David Ackles: On Radio & TV
|John Peel's Top Gear session|
| My first experience
of hearing David Ackles - and possibly the
first time for many people in the UK - was on the BBC Radio One Sunday
programme, Top Gear,
presented by John Peel. At that time, radio was limited by
rules on "needle time", which restricted the number of records that
could be played. The Musicians' Union had agreements with the BBC that
were intended to protect their members, but instead they led to
additional opportunities for work for the many groups and performers
that Radio One featured. For the three hour Top Gear programme,
four performers would go in to the BBC studios in the week before and
each record four tracks. They would be played throughout the programme,
alongside vinyl recordings and "needle time" would be satisfied.
So it was that David reported to the BBC Piccadilly studio on Tuesday 1 October, 1968 with two unnamed musicians (organ/harmonium & drums) and laid down several tracks. He wasn't allowed to bring along the members of Rhinoceros that had recorded the first album with him, but had to use British musicians, because of another example of the power of the MU. It would have been enough of a battle for Bernie Andrews, the Top Gear producer, to get an actual American onto his programme, so he would have found a couple of appropriate British people to accompany David.
And then, on Sunday 27 October, I heard, for the first time, Down River, along with Laissez Faire and When Love is Gone. Interestingly, on the same programme was the Brian Auger Trinity, who played The Road to Cairo. The two other tracks that were recorded by David on 1 Octeober, Be My Friend and Road to Cairo, were played, along with a repeat of the other three, on Sunday 24 November. Thus David's work was introduced to the UK.

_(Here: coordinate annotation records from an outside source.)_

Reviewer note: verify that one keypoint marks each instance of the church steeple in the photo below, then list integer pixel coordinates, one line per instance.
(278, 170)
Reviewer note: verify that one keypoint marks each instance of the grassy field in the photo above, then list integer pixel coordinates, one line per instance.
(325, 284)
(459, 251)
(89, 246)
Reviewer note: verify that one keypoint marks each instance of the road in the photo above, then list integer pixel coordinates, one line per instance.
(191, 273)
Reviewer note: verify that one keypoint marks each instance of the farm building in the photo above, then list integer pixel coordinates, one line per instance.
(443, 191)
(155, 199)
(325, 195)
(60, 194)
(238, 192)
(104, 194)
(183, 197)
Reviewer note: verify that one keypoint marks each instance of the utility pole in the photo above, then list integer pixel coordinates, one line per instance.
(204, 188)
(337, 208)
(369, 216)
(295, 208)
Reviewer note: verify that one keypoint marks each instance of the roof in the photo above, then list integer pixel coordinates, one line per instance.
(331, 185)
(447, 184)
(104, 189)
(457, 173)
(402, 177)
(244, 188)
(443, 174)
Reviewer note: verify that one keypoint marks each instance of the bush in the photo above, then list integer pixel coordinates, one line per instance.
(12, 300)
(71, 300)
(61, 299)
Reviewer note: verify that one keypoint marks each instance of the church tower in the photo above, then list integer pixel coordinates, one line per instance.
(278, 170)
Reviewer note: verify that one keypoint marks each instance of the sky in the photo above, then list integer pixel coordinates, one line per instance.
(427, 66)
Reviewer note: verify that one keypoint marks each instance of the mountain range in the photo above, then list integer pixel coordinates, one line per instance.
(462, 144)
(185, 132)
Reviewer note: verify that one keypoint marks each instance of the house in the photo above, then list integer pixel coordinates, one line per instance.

Of course, the big question has to be: does the BBC still have these recordings? It was quite common in those days to wipe tapes and reuse them, simply because of the cost of tape. The concept of archiving material and even thinking that these recordings would have some value in the future just wasn't there. Even if there are copies of these tracks, members of the public cannot access them. They can only be obtained "for personal use" by the artists themselves or members of their families. It is unlikely that the BBC, even if it has the tapes, would consider issuing a CD David Ackles at the BBC, with only five tracks. Sadly there is no record of him doing any other sessions, although John Peel played tracks from later albums (and owned them).
There is one further BBC broadcast by David, although I cannot trace any more information on the contents. In 1968 (September 28), David was filmed for the BBC2 Late Night Lineup spin-off, Colour Me Pop, produced and directed by Steve Turner. A recording of one song (audio only) is available here.
|David Ackles on YouTube|
|There's a load of
"videos" on YouTube that simply aren't videos at all. They are just a
picture (or a few pictures) of an album cover or of David, lifted from
the web, and used as images to accompany a music track (or, in two
cases, an entire album). I've ploughed through these in the hope of
finding some actual material showing David on a TV programme, without
much luck. However, some of the more interesting videos are shown below.
|Video performances of David's songs by other people|
with Sir Elton John
From 2008, Elvis Costello produced a series of music-based chat shows, where he interviewed a number of well-known personalities about their interests in music. The first programme featured Sir Elton John, and the two musicians talked about, amongst other things, their shared love of David Ackles. After playing a short clip of David performing Road to Cairo (from a source I'd love to have) they talk about David's influence on their music (see below, left). Later in the programme, they honour David with a performance of Down River.